The RCF, as Woehrmann stated, aims to make it easier for businesses in the WB6 to find skilled employees. It does this by connecting companies in need of skilled labour with vocational training institutes (VTIs) that use a cooperative training approach.

“This approach is more effective than traditional vocational education and training (VET). With the RCF, VTIs partner with companies to customise cooperative training programmes that teach students the skills companies need. The RCF will fund investments in the equipment and infrastructure that VTIs need to help their students build those skills,” Woehrmann explained.

Together with the Western Balkans 6 Chamber Investment Forum, which is a joint initiative of chambers of commerce and industry from the six Western Balkan countries, as well as the chambers of commerce in each economy, the RCF is promoting and bringing closer the benefits of the funding mechanisms.

Calls for expression of interest are published twice per year, on which consortia of VET institutes and businesses in need of skilled labour are welcome to apply for funds to purchase equipment or machinery, do construction or renovations, improve curricula and training materials, or train teachers or in-company trainers to strengthen the practical aspects of training courses.

The deadline of the RCF’s third call for expressions of interest, which was published simultaneously in the six Western Balkan economies, expired on July 7. The size of the grants ranges from €150,000 to €600,000.

Innovation, digitalisation, greening jobs

Innovation, digitalisation and greening jobs are important part of the training process.

According to Woehrmann, the innovation in VET should aim to equip young people with the necessary skills to navigate rapidly changing labour markets.

Additionally, it should empower the workforce with creativity and aptitude to address the increasing complexity of societal challenges, such as climate change, biodiversity preservation, clean energy, public health, digitaliaation, automation, artificial intelligence, robotics, and data analysis.

“Greening jobs and green TVET play a crucial role in fostering sustainable development.
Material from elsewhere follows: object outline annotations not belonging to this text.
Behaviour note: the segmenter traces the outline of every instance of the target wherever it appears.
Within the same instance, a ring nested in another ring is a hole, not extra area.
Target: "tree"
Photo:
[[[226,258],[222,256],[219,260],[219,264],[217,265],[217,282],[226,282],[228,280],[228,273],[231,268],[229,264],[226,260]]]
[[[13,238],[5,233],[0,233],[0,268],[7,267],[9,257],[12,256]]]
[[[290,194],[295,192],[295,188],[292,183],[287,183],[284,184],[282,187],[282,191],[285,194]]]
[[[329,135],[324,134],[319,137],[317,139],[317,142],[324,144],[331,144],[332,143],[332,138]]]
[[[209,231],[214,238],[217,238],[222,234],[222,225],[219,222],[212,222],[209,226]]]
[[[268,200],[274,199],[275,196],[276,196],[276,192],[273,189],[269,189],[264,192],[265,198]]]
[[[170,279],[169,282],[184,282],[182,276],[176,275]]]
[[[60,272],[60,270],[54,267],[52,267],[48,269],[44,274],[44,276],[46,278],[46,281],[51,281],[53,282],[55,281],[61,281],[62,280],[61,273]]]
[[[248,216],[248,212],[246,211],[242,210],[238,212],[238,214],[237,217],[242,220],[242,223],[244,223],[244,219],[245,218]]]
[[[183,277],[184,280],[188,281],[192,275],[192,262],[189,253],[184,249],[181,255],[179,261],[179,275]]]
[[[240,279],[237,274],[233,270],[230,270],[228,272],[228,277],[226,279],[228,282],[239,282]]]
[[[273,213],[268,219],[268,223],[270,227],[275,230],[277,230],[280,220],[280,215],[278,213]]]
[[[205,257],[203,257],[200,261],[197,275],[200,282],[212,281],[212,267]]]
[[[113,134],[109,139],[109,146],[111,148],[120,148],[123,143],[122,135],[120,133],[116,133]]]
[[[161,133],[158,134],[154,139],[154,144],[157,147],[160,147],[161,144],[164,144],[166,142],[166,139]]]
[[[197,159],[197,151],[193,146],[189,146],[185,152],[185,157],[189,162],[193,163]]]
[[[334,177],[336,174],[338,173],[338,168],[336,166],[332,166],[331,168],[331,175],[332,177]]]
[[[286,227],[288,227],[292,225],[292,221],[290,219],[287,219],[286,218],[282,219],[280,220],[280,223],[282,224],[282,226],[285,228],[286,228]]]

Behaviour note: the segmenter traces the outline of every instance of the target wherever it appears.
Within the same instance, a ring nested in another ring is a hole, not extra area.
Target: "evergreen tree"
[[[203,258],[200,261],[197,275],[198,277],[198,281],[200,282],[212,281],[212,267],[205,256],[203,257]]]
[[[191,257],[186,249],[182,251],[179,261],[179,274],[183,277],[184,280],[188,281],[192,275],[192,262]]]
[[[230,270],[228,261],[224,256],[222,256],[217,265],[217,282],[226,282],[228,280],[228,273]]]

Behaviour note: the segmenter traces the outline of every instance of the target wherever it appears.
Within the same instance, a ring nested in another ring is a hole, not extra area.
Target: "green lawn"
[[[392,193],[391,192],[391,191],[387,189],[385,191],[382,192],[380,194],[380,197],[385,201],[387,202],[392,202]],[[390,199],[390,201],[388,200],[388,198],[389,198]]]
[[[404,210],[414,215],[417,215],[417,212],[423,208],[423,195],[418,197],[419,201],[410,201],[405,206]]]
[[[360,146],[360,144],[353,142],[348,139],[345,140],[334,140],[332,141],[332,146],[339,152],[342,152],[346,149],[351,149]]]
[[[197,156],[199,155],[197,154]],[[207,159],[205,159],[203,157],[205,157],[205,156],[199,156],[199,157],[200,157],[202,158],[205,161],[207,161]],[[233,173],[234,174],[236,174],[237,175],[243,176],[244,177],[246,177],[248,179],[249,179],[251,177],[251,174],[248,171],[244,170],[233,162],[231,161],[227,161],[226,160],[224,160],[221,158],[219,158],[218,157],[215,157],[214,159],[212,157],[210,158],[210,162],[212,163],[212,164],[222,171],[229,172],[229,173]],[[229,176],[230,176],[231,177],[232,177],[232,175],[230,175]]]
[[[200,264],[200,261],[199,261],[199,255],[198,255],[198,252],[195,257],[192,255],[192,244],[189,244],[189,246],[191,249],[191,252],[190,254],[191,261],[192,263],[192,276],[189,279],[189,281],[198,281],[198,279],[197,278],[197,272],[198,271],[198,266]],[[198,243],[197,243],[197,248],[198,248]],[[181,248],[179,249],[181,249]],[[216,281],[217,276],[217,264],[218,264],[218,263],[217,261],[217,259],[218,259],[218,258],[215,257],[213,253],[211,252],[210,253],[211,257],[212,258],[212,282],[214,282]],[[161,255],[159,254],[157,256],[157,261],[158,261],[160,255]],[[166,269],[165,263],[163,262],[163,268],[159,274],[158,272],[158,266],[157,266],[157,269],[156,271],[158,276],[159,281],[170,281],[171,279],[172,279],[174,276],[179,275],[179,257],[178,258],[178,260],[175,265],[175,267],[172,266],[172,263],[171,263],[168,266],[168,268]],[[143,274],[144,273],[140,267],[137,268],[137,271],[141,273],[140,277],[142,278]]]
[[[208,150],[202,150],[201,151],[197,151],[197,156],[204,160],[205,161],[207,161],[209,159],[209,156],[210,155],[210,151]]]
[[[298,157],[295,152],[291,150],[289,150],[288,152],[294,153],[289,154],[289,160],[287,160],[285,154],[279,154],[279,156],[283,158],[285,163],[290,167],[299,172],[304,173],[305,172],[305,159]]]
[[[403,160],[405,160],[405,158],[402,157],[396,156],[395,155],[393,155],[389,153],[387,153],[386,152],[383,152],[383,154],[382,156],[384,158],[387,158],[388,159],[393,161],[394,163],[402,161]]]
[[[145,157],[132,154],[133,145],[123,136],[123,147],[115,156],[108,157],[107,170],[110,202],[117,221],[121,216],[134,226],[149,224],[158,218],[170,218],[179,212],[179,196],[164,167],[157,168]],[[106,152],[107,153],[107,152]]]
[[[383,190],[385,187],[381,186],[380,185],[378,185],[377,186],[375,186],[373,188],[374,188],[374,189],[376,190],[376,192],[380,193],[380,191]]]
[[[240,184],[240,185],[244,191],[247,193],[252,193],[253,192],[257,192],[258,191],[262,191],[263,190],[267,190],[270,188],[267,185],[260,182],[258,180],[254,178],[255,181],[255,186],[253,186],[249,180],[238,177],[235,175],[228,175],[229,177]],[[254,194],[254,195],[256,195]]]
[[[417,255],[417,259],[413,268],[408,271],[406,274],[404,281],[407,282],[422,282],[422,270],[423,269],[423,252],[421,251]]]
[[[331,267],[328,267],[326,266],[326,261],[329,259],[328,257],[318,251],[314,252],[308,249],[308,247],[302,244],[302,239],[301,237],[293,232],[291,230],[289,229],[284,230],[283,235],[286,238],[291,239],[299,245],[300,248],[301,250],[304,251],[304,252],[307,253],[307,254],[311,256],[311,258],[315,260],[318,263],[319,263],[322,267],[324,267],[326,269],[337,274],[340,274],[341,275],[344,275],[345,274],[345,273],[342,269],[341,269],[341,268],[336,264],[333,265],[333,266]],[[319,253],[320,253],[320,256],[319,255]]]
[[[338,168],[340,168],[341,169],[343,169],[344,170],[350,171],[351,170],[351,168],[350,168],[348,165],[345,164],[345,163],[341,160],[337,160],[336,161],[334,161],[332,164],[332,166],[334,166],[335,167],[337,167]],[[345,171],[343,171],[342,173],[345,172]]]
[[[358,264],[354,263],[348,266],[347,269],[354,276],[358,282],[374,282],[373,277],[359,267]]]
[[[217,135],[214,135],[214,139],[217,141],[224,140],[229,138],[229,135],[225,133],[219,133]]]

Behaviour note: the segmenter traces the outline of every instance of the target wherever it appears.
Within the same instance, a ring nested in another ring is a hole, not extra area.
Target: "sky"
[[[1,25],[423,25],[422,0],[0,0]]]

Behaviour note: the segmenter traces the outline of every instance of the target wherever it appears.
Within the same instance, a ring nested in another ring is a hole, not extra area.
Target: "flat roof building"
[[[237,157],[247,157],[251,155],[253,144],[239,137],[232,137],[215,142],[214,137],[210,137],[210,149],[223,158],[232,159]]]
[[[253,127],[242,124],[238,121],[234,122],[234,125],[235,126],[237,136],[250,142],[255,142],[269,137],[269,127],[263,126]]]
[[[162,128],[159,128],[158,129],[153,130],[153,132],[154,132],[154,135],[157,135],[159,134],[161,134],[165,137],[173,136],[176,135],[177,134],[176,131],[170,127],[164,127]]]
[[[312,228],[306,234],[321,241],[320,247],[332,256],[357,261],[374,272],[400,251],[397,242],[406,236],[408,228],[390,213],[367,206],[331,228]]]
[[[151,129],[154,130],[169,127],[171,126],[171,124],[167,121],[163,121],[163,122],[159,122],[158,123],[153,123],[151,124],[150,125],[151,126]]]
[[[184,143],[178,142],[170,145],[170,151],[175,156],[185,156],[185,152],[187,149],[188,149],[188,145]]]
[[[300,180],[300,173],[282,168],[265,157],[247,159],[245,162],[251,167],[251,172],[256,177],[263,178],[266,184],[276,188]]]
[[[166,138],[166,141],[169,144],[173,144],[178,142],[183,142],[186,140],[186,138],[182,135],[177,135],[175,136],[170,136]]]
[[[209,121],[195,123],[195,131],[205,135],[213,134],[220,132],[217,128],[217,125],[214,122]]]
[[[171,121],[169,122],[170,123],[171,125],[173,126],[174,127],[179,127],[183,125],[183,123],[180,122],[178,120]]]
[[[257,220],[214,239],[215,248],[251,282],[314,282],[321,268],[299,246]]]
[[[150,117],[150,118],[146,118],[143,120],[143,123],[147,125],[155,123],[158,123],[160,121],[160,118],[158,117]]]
They empower individuals, organiaations, enterprises, and communities, promoting employment, decent work, and lifelong learning. This approach contributes to inclusive and sustainable economic growth, enhances competitiveness, fosters social equity, and ensures environmental sustainability,” he said.

“By aligning vocational education and training with the principles of sustainability, green TVET becomes a significant driver of positive change in societies”.

The first and the second round of applications attracted more than 300 wxpressions of interest from the six Western Balkan economies.

The selection process led to selecting 63 projects for financing, allocating approximately €27mn for the investments in equipment, infrastructure, and training at the vocational training providers and partnering enterprises.


(From left) Tatjana Shterjova Dushkovska, WB6-CIF, Frieder Woehrmann, Regional Challenge Fund, Besir Saliu, Technical School Gostivar, North Macedonia, at the RCF Award Ceremony in Skopje, May 2023.